Download the dataset and unzip the archive.zip file to directory named water_body_dataset. Then, upload to the dataset files to Colonies CFS.

colonies fs sync -l /water -d ./water_body_dataset

| water_body_1114.jpg | 6 KiB    | /water |
| water_body_1209.jpg | 10 KiB   | /water |
| water_body_1273.jpg | 9 KiB    | /water |
| water_body_1552.jpg | 61 KiB   | /water |
| water_body_7797.jpg | 4 KiB    | /water |
| water_body_8847.jpg | 9 KiB    | /water |
| water_body_1313.jpg | 8 KiB    | /water |
| water_body_1615.jpg | 18 KiB   | /water |
| water_body_1724.jpg | 1 KiB    | /water |
| water_body_1801.jpg | 8 KiB    | /water |
| water_body_1833.jpg | 11 KiB   | /water |
+---------------------+----------+--------+
No files will be downloaded

/water:
=======
No files will be uploaded
No files will be downloaded

Are you sure you want to continue? (yes,no):

After the upload has finished, we can now list the dataset.

colonies fs label ls

+---------------------------------------------------------+-----------------+
|                           LABEL                         | NUMBER OF FILES |
+---------------------------------------------------------+-----------------+
| /water/Images                                           | 2841            |
| /water/Masks                                            | 2841            |
+---------------------------------------------------------+-----------------+

To access the dataset from an executor, the executor first needs to synchronize the data. This can be achieved in several ways; one method is to specify the /water label in the function specification fs section. The executor will then synchronize the dataset files to its local file system.

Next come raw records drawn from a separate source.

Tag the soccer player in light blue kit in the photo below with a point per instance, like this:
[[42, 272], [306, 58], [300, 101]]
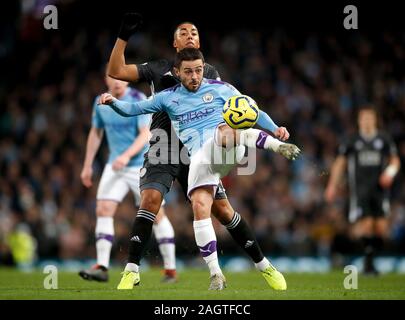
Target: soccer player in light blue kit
[[127, 142], [195, 108]]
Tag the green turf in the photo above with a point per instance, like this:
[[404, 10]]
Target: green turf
[[193, 285]]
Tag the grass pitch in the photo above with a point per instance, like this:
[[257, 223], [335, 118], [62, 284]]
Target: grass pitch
[[193, 285]]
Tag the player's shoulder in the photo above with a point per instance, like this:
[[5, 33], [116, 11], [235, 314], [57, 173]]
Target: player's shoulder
[[349, 139], [210, 72], [136, 94]]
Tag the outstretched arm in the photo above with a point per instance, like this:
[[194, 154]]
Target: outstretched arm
[[128, 109], [117, 67]]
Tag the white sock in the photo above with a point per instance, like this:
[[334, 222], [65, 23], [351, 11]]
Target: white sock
[[104, 239], [259, 139], [263, 265], [207, 243], [133, 267], [164, 234]]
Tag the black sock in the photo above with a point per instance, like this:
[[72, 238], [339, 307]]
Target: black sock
[[140, 235], [244, 237], [369, 250]]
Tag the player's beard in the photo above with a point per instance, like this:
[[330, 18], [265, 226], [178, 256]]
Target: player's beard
[[193, 86]]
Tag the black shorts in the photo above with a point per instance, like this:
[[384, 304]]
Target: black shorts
[[369, 204], [161, 177]]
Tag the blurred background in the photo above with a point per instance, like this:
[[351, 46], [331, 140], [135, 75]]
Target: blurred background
[[302, 67]]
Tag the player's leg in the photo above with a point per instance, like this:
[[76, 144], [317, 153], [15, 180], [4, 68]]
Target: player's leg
[[155, 182], [202, 183], [164, 234], [111, 190], [162, 228], [245, 238], [365, 227], [201, 201]]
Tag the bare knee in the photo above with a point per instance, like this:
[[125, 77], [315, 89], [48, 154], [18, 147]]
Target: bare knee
[[201, 201], [223, 211], [151, 200]]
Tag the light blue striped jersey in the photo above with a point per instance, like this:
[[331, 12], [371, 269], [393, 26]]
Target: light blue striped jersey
[[120, 131]]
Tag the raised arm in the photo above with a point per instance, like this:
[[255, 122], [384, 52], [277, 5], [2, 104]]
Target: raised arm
[[131, 109], [117, 67]]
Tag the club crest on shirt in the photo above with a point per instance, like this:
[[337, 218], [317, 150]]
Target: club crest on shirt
[[378, 144], [207, 98]]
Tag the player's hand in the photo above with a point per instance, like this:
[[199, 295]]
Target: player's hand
[[105, 98], [330, 193], [85, 176], [386, 180], [282, 133], [130, 23], [120, 162]]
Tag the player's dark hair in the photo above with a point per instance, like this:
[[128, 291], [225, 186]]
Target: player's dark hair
[[178, 26], [372, 108], [187, 54]]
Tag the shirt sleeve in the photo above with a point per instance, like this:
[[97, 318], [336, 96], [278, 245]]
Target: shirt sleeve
[[131, 109], [96, 120], [144, 121]]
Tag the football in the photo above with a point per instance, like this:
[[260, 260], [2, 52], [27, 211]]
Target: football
[[240, 112]]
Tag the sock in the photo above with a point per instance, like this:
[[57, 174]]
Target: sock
[[259, 139], [244, 237], [104, 240], [207, 243], [164, 234], [368, 248], [140, 235]]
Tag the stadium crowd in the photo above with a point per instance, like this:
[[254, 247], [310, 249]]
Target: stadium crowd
[[311, 83]]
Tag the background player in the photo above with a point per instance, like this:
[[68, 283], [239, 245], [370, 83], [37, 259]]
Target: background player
[[127, 142], [371, 159]]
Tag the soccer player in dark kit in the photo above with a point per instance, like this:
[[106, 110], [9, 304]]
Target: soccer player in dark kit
[[371, 159], [161, 168]]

Alternatively, you can submit a function to an executor, requesting it to synchronize a specific label to its local file system without launching a container. The code below will download the dataset on the Leonardo HPC system.

{
    "conditions": {
         "executortype": "container-executor",
             "executornames": [
             "leonardo-booster"
         ],
        "executortype": "leonardo-booster-hpcexecutor",
        "nodes": 1,
        "processespernode": 1,
        "cpu": "1000m",
        "mem": "30Gi",
        "gpu": {
            "count": 0
        },
        "walltime": 60000
    },
    "funcname": "sync",
    "fs": {
        "mount": "/cfs",
        "dirs": [
            {
                "label": "/water",
                "dir": "/water",
                "keepfiles": true,
                "onconflicts": {
                    "onstart": {
                        "keeplocal": false
                    },
                    "onclose": {
                        "keeplocal": true
                    }
                }
            }
        ]
    },
    "maxwaittime": -1,
    "maxexectime": 60000,
    "maxretries": 3
}

The data set will then be available in /cfs/water/Images/ and /cfs/water/Masks/ in the container running on Leonardo.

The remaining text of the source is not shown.